Re: [networking-discuss] Socket filter design

Anders Persson Tue, 15 Dec 2009 22:48:55 -0800

I just found out that my original reply to Erik did not make it to the
list. So I'm forwarding the email just to make the thread complete.

----- Forwarded message from Anders Persson <[email protected]> -----

Date: Mon, 14 Dec 2009 19:23:00 -0800
From: Anders Persson <[email protected]>
To: Erik Nordmark <[email protected]>
Cc: [email protected]
Subject: Re: Re: [networking-discuss] Socket filter design

Hi Erik,

Thank you for your comments. My comments are inline.

On Tue, Dec 08, 2009 at 07:03:54AM -0800, Erik Nordmark wrote:
> Section 2.1 says you manage the filters using SMF. How does that 
> interact with zones? For instance, if a shared-IP or exclusive-IP zone 
> disables one of the service instances, what happens?
> Or do the filter service instances only exist in the global zone 
> somehow? (Having them exist in non-global zones but have no effect on 
> the filters used would seem confusing.)

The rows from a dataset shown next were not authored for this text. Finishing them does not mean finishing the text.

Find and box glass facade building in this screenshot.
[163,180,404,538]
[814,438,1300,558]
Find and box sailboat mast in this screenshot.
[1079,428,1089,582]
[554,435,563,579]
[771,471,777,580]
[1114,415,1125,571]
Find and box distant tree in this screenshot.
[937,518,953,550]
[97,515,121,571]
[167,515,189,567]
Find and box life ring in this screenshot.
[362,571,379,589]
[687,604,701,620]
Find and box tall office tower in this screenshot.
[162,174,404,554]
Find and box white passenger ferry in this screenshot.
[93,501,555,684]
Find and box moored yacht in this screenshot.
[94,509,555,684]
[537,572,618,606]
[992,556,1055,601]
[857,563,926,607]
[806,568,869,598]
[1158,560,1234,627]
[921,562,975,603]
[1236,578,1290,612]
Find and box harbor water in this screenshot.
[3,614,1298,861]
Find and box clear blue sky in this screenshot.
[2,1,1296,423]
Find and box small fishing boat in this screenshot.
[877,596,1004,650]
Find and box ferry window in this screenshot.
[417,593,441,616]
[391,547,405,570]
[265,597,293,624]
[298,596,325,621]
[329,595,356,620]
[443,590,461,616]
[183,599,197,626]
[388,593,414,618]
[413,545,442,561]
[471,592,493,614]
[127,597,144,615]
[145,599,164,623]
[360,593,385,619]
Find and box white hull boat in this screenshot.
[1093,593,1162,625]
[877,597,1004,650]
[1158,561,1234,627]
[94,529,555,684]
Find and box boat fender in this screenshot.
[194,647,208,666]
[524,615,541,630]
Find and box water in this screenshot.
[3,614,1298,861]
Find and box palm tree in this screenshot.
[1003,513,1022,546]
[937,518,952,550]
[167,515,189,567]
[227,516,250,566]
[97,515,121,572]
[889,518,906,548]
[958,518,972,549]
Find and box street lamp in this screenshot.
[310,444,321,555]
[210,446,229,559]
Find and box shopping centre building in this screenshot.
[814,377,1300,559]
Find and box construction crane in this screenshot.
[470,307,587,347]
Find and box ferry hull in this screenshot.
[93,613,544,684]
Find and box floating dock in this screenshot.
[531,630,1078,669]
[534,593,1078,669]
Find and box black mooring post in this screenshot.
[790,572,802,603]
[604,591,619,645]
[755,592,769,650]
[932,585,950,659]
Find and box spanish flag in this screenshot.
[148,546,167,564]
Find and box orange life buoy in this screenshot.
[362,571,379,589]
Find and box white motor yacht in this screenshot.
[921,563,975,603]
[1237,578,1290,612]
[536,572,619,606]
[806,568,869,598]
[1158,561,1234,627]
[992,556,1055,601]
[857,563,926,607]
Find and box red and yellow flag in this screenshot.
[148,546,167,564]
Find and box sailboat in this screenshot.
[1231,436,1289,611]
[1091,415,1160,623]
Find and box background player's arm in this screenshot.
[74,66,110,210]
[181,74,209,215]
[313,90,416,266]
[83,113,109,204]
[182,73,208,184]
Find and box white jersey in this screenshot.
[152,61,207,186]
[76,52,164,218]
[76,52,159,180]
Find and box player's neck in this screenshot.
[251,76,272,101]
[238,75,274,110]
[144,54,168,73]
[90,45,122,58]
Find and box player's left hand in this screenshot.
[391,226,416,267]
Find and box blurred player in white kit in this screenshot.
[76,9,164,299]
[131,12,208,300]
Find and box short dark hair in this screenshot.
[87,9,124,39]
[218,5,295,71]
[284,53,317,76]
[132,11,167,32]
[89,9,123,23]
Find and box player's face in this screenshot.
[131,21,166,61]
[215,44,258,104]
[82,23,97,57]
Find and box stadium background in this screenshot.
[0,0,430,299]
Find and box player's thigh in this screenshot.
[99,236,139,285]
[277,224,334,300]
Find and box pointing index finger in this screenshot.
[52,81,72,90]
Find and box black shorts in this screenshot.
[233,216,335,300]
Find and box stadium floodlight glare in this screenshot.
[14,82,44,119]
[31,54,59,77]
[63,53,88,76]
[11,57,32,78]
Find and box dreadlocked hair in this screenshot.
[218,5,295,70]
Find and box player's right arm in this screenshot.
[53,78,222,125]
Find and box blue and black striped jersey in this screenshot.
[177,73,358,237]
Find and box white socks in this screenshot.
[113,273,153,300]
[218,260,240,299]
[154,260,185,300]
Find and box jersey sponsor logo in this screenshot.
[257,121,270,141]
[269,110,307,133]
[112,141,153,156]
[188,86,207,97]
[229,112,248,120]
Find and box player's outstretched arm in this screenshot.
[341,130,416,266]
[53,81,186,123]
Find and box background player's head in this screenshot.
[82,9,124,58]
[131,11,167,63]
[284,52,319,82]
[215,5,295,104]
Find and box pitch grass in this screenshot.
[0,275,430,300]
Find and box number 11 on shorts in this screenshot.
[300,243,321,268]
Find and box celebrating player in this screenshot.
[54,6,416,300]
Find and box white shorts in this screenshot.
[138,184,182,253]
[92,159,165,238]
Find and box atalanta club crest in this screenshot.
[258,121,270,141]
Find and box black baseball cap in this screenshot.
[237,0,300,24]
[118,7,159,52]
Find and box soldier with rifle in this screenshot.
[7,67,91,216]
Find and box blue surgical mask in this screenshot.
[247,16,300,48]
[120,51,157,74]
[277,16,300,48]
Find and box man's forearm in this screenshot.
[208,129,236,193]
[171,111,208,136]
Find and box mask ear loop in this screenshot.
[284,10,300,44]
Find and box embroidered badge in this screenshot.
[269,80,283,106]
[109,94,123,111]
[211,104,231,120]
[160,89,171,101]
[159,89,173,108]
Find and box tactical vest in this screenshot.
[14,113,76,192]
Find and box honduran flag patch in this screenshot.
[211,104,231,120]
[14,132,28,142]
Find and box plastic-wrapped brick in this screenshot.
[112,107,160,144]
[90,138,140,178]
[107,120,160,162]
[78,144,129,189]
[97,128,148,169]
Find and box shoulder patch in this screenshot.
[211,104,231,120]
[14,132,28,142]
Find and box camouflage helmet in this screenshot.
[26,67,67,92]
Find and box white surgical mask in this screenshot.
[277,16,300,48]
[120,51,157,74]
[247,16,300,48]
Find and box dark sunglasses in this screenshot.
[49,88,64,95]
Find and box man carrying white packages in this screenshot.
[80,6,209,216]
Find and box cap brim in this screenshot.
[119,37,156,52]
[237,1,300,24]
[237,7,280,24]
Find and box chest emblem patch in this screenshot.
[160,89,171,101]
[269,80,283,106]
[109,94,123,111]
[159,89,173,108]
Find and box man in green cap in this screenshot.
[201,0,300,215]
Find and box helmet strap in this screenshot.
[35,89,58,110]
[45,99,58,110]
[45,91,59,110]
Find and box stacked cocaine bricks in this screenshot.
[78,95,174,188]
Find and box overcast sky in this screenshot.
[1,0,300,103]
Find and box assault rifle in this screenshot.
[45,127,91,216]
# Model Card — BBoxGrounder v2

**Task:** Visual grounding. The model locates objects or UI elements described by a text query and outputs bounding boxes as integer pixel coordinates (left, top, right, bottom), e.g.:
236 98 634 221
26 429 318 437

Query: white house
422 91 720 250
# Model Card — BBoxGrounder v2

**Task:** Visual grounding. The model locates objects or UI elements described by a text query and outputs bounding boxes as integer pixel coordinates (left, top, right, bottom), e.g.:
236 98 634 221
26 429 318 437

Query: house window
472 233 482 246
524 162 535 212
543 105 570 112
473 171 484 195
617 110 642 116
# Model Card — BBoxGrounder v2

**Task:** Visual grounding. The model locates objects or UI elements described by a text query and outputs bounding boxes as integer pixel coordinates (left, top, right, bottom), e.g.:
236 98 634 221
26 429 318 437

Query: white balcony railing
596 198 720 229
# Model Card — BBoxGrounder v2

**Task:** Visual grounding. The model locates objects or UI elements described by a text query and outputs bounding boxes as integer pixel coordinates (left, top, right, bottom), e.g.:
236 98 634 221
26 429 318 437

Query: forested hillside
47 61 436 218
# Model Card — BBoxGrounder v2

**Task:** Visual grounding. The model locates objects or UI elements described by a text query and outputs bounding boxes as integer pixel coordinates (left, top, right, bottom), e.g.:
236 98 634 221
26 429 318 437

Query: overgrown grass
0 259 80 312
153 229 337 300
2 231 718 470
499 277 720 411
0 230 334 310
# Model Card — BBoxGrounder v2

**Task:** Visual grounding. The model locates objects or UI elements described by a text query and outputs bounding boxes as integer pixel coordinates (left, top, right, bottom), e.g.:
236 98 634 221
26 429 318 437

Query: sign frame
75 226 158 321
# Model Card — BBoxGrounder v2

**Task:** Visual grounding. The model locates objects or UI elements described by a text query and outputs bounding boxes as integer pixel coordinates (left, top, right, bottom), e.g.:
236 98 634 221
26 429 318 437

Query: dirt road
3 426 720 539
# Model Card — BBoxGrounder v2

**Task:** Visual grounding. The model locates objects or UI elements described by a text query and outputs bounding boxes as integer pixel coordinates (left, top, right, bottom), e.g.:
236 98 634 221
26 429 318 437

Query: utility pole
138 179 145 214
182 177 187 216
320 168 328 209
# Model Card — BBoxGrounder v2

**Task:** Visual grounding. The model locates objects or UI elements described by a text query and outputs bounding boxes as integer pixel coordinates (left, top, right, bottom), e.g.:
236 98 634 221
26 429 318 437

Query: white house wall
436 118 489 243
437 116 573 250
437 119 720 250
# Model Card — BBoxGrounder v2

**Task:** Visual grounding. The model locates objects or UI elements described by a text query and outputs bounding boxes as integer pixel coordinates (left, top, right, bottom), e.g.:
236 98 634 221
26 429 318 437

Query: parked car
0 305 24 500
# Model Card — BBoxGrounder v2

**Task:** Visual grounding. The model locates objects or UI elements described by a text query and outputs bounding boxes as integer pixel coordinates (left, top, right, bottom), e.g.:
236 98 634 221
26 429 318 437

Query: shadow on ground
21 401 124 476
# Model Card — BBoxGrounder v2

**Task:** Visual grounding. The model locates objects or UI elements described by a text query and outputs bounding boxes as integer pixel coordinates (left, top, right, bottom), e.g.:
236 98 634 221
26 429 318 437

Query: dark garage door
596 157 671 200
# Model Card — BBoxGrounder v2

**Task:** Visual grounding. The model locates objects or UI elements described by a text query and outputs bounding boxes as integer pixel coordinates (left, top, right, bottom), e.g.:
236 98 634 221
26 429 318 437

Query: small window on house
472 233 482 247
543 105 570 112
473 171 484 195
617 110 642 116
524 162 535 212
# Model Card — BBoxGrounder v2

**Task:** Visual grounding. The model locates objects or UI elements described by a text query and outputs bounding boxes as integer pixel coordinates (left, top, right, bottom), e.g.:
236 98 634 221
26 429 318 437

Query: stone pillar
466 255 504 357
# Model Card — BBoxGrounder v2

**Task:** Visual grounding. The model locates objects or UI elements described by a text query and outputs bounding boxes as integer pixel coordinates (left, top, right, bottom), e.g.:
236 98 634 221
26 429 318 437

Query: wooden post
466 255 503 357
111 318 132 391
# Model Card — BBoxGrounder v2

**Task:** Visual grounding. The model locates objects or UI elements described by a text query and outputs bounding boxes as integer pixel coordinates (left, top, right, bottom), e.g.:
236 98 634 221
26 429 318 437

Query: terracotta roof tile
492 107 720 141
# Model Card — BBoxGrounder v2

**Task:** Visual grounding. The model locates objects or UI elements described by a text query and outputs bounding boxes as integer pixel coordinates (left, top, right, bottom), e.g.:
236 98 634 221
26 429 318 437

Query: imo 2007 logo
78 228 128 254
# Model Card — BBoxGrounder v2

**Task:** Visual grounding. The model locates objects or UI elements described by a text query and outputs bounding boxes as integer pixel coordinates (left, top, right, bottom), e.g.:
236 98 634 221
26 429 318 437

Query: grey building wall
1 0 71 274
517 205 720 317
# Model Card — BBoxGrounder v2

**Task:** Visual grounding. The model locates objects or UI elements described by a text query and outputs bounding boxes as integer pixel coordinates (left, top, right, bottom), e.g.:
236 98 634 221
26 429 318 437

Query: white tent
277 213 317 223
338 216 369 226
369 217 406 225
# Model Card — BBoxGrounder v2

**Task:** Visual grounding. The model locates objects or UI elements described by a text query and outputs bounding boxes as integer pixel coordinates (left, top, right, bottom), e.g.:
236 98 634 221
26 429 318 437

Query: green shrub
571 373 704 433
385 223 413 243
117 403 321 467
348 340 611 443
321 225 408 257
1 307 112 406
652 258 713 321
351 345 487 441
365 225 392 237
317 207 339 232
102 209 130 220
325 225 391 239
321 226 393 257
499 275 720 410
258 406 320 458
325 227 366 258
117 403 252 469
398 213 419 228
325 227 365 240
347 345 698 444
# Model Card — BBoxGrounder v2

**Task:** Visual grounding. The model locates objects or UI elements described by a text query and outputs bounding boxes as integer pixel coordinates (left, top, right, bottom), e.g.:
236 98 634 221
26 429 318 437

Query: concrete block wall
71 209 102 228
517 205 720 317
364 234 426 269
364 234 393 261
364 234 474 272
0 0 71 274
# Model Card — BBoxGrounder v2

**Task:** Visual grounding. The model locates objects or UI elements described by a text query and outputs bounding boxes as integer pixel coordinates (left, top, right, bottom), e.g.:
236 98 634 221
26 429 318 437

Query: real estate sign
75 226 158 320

The service would only exist in the global zone.

> Section 3.2. What is the errno when a FIL_DETACH is done on an automatic 
> filter?

setsockopt() would fail with EINVAL.

> Section 4.3. It makes sense to mention that the bypass flag is a 
> performance optimization. The filter must have its own checks whether or 
> not it should bypass its work to handle any callbacks that are active 
> when the bypass flag is set.

Indeed; I'll update the doc.

> Section 5.3. How does flow control interact with filters that inject 
> data (either for input or output)?

Flow control can be enabled as a result of a filter injecting data, and
filters that do inject data must stop to do so if the socket becomes flow
controlled.

> In don't understand the need for section 7.1. The mblks that shouldn't 
> be modified have db_ref = 2 (this is done by using esballoca) hence 
> there shouldn't be any need to do anything special for the filters. A 
> filter, just like any streams modules or driver, must check db_ref == 1 
> before doing any in-place modifications to dblk.

That's right (and db_ref comment needs to be added to the document), but there
are some additional complications with sendfile() that I need to look into a
bit more. So I'll get back to on this one.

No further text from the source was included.